The rise of innovative practice models such as direct primary care and concierge medicine can be seen as a market response to the frustrations of increasing regulatory complexity, billing hassles and lack of time. However, some have cautioned that such models have the potential to worsen healthcare disparities because patients pay out of pocket for some or all of their care in these practices.18
Interestingly, the Centers for Medicare and Medicaid Services recently unveiled new voluntary payment models for primary care that go into effect in 2020. These models may allow for increased practice innovation. The two proposed options are Primary Care First (designed for small primary care practices) and Direct Contracting (aimed at larger practices). These models are designed to provide a predictable up-front payment stream (a set payment per beneficiary) to the primary care practice. Hopefully, these options will move primary care away from the current fee-for-service, multiple-patient-visit model.

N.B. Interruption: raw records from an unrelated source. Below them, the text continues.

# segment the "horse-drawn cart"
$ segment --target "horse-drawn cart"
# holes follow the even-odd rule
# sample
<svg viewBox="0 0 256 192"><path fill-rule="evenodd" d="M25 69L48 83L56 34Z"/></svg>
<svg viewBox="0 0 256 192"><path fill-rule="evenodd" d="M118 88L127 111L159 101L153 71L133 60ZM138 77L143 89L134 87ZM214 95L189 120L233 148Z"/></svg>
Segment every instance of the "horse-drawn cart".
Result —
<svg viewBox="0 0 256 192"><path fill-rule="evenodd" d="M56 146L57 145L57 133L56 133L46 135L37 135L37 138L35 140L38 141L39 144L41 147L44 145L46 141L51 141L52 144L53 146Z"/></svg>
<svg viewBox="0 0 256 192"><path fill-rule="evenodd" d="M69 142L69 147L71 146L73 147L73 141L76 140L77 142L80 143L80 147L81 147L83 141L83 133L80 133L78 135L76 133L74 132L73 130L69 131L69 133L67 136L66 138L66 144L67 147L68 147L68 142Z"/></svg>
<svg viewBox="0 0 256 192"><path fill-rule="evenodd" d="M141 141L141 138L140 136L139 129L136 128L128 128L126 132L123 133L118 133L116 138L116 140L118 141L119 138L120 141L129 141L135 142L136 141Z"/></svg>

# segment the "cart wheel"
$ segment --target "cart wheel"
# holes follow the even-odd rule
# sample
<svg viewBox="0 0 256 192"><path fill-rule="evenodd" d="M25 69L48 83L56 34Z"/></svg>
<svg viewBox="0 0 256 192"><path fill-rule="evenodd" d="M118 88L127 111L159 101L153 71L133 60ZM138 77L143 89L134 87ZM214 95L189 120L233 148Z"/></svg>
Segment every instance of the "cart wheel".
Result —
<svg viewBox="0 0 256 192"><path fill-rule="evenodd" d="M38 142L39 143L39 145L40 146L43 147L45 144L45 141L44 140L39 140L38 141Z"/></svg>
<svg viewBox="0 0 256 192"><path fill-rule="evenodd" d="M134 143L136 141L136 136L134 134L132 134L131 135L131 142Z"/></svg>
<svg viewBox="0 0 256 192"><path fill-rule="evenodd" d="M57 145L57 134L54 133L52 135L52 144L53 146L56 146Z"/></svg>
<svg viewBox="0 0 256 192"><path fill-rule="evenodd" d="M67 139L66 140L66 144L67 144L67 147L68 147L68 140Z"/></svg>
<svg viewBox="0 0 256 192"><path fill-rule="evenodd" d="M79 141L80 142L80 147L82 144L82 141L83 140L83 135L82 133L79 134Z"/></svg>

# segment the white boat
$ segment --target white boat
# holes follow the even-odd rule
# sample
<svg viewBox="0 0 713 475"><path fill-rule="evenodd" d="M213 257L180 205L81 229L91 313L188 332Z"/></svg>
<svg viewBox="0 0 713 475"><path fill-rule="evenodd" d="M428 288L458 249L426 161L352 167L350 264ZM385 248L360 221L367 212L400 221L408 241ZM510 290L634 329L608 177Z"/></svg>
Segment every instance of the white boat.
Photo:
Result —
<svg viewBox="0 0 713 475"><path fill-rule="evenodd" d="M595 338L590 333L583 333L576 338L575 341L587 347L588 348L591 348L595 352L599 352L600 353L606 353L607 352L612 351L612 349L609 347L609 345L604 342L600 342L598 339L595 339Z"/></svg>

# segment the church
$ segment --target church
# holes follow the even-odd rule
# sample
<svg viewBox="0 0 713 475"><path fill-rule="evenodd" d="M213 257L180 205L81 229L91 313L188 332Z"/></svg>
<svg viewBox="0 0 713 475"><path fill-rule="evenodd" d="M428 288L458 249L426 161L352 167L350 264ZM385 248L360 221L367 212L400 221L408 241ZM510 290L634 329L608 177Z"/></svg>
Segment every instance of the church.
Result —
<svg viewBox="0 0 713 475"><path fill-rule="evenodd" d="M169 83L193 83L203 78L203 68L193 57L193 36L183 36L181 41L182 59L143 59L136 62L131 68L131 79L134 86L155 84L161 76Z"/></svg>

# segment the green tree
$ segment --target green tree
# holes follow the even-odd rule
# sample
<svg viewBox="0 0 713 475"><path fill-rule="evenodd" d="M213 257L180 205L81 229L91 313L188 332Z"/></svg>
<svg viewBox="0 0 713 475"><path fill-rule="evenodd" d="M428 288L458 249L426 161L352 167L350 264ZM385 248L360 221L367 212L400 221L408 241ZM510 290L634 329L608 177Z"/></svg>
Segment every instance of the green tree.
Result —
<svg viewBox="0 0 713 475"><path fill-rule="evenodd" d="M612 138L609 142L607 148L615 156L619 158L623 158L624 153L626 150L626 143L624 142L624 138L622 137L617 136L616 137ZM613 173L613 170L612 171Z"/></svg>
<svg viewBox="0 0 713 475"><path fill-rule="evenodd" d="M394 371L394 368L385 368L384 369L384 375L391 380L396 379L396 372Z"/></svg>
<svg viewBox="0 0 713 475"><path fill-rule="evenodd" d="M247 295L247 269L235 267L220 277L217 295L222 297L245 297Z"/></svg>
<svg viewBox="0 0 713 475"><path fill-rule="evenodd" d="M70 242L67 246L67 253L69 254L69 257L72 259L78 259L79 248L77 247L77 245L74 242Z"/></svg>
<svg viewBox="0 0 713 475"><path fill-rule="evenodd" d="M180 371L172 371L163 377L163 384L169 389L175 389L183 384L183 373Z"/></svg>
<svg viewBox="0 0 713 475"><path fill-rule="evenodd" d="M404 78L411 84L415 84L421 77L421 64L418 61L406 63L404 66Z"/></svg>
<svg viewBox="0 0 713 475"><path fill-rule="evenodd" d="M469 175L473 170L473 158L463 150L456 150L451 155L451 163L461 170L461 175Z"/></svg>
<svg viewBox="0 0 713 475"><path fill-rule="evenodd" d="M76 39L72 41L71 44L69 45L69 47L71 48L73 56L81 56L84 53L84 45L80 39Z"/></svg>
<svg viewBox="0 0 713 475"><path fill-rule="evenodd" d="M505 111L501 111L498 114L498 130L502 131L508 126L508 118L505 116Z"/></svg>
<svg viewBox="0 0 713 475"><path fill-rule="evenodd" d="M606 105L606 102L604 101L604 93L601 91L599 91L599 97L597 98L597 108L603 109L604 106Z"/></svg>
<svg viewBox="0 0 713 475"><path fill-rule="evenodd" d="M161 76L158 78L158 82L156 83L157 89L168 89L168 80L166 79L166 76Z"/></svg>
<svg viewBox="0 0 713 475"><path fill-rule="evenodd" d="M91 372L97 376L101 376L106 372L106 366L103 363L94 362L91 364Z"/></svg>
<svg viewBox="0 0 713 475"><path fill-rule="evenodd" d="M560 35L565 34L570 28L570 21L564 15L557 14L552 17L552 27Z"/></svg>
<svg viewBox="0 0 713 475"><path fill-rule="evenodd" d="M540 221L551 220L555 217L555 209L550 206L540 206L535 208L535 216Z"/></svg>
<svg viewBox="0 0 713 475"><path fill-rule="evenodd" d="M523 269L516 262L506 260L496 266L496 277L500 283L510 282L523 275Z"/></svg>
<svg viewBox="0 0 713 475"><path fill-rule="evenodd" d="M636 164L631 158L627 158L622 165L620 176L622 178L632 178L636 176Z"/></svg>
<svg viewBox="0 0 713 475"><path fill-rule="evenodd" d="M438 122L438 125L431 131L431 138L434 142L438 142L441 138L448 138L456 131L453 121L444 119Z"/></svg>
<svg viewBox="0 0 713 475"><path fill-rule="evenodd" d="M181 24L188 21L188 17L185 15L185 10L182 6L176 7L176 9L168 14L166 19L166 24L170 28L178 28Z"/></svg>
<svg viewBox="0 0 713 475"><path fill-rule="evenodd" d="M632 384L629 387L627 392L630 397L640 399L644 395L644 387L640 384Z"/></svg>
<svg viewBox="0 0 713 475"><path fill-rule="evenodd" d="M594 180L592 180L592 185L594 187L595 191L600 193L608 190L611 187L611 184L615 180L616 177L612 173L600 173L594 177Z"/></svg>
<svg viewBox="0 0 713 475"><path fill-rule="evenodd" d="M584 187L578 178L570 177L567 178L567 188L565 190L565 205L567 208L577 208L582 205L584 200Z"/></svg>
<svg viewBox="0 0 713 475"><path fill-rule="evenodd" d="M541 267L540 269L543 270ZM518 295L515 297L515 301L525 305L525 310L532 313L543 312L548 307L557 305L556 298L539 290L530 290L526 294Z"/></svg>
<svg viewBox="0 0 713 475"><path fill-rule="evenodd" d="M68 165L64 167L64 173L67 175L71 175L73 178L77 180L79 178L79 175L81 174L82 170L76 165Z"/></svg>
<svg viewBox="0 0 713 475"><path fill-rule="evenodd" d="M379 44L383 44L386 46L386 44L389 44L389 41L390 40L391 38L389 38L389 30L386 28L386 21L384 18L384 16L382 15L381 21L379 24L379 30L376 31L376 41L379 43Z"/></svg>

The primary care model allows practices to “assume financial risk in exchange for reduced administrative burden and performance-based payments” and “introduces new, higher payments for practices that care for complex, chronically ill patients.”19 It is too soon to know the effectiveness of such models, but any reimbursement innovation should be met with cautious optimism.
In addition, the Centers for Medicare and Medicaid Services has recently moved to reduce requirements for documentation. For example, one can fully bill with a medical student note without needing to repeat visit notes.20,21 Such changes should decrease the time needed to document the EMR and free up more time to care for patients.
The national shortage of primary care providers points to the fact that this is a difficult career, and one that remains undervalued. One step we need to take is to protect the time we have with patients. It is doubtful that seeing a greater number of sicker patients each day, in addition to the responsibilities of proactive population-based care (“panel management”), will attract younger generations of physicians to fill this void, no matter what technology we adopt.
Keys to facilitating this change include understanding the value of primary care physicians, decreasing the burden of documentation, facilitating team-care options to support them, and expanding diagnostic tools available to use within primary care. If we don’t demand change, who will be there to take care of us when we grow old?